Dan saat Alyn sudah masuk selangkah ke dalam kamar itu, tubuh kecil Alyn langsung dapat sambaran sebuah pelukan dari Daniah.
"Kamu tidak apa-apa nak?" tanya Daniah yang sedari tadi memikirkannya.
"Aku baik-baik saja kok Bu," ucap Alyn masih merasa sesak seperti tercekik di lingkar lehernya.
"Ayo sini masuk!" ajak Daniah menarik tangan Alyn kedalam lagi dan mereka duduk bersampingan di pinggir jendela kamarnya.
Suasana hening malam itu sangat menyedihkan sekali.
"Bagaimana dengan Ibu? Ibu baik-baik saja kan?" tanya Alyn menggenggam tangan Ibu Daniah.
"Lihatlah! Ibu baik-baik saja kok. Ibu hanya mengkhawatirkan kamu. Jangan di ambil hati semua ucapan Igho tadi ya!" pepatah Ibu Daniah sangat menyayat hati Alyn.
Sebenarnya Alyn ingin terlihat tegar di hadapan Ibunya itu, namun apa boleh buat, rasanya ia seperti sudah habis kesabaran.
"Sebenarnya, ini adalah hari ulang tahun Alyn paling buruk Bu," ucap Alyn lirih. "Alyn berusaha sekuat hati untuk meyakinkan diri untuk membuat kue itu, tapi sambutan Igho benar-benar di luar batas Bu," ucap Alyn langsung menekukkan wajahnya ke atas pundak Daniah.
Rasanya hanya pundak itu yang bisa mengobati ke sakit hatiannya.
"Alyn, jika kau tidak bisa menahannya, kita bisa pergi sadi sini sayang?" ucap Daniah sambil menggenggam tangan Alyn begitu erat lagi.
Alyn menggeleng kepalanya menolak.
"Tidak Bu. Kita harus tetap berada di sini," jawab Alyn dengan sangat sedih.
Alyn tahu jika suatu hari dia pergi dari tempat itu, maka Alyn akan kehilangan Ibunya dan tidak bisa mengobatinya lagi.
"Tidak sayang, jangan khawatirkan Ibumu ini!" ucap Daniah lagi.
Alyn bisa menerima sikap Igho yang sangat kejam, tapi ALyn benar-benar tidak bisa menerima semua perlakuan dari Igho pada Ibunya. Alyn takut jika suatu hari Ibunya akan pergi meninggalkannya.
"Sudahlah, kita bisa bicarakan ini nanti saja. Ini sudah malam.
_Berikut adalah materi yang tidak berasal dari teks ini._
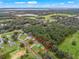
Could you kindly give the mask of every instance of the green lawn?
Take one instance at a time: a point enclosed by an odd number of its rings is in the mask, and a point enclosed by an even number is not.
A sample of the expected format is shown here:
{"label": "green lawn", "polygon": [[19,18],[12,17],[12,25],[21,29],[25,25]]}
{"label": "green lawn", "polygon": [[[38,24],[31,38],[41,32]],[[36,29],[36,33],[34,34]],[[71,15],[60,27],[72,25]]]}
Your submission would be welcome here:
{"label": "green lawn", "polygon": [[[76,44],[72,45],[72,42],[75,41]],[[79,59],[79,31],[69,36],[65,41],[59,45],[59,48],[65,52],[72,54],[74,59]]]}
Ayo kita beristirahat dulu ya sayang!" ajak Daniah pada Alyn.
"Baik Bu!"
Alyn pun pergi ke kamarnya. dan tidur terlentang tanpa bisa menutup matanya rapat-rapat.
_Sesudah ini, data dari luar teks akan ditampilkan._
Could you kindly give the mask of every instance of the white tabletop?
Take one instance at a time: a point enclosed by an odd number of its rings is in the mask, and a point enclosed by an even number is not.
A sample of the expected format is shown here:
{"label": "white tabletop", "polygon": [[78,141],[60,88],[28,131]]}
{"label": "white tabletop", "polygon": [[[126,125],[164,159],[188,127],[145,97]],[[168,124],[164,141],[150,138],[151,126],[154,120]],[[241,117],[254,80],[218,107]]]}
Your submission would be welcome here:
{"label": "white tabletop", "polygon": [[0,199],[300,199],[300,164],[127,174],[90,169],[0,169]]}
Bagaimana bisa tidur sedangkan dirinya begitu pusing memikirkan tingkah Igho yang terus semakin menjadi-jadi kepadanya dan Ibunya itu.
Alyn menarik nafasnya lirih dengan wajah pucat pasi lalu terperanjat bangun dari ranjangnya itu.
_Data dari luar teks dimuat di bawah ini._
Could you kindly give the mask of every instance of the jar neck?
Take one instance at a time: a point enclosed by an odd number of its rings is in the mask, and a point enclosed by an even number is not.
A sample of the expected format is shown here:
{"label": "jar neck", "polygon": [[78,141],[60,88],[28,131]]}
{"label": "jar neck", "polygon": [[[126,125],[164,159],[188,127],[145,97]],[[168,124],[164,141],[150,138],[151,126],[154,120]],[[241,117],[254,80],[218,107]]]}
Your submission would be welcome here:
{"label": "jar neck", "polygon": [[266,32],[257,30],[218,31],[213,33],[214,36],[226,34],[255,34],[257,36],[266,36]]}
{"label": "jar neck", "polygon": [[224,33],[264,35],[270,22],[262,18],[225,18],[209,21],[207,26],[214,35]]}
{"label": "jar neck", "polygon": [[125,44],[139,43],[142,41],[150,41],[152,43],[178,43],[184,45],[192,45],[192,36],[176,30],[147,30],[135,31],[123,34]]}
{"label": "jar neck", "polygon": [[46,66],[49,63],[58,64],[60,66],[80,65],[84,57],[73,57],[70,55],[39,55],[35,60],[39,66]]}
'Aku benar-benar tidak bisa tidur. Perasaanku semakin tidak karuan seperti ini? Apa ada yang terjadi pada Igho?' pikir Alyn masih saja memikirkan kabar Igho yang selalu meninggalkan rumah tanpa pamit sedikitpun.
Hingga lamunan Alyn malam itu berakhir saat melihat layar ponselnya berdering ada panggilan masuk dari Igho.
"Hah? Igho?"
Alyn bergegas mengangkatnya.
"Ada apa kamu menelpon aku hah?" tanya Alyn masih terlihat tak mau mengalah.
"Jangan geer dulu, aku hanya ingin mengajak kamu untuk berbicara. Bukannya ada yang masih ingin di bicarakan? Ayo! Tapi, aku tidak mau kita bicara di rumah." ucap Igho jelas mengundang tanda tanya besar dari benak Alyn.
'Hah? Kenapa dia berubah pikiran dengan cepat sekali?' pikir Alyn
"Kenapa diam? Kalau mau, Aku tunggu kamu di pertigaan!" ucap Igho tidak memberikan pilihan lain.
Alyn benar-benar merasa itu adalah kesempatan baik untuknya berbicara empat mata.
"Baiklah!"
Alyn menutup telpon itu sebelah pihak lalu ia bergegas menyiapkan dirinya untuk pergi tanpa memberi tahu Om manaf dan Ibunya itu.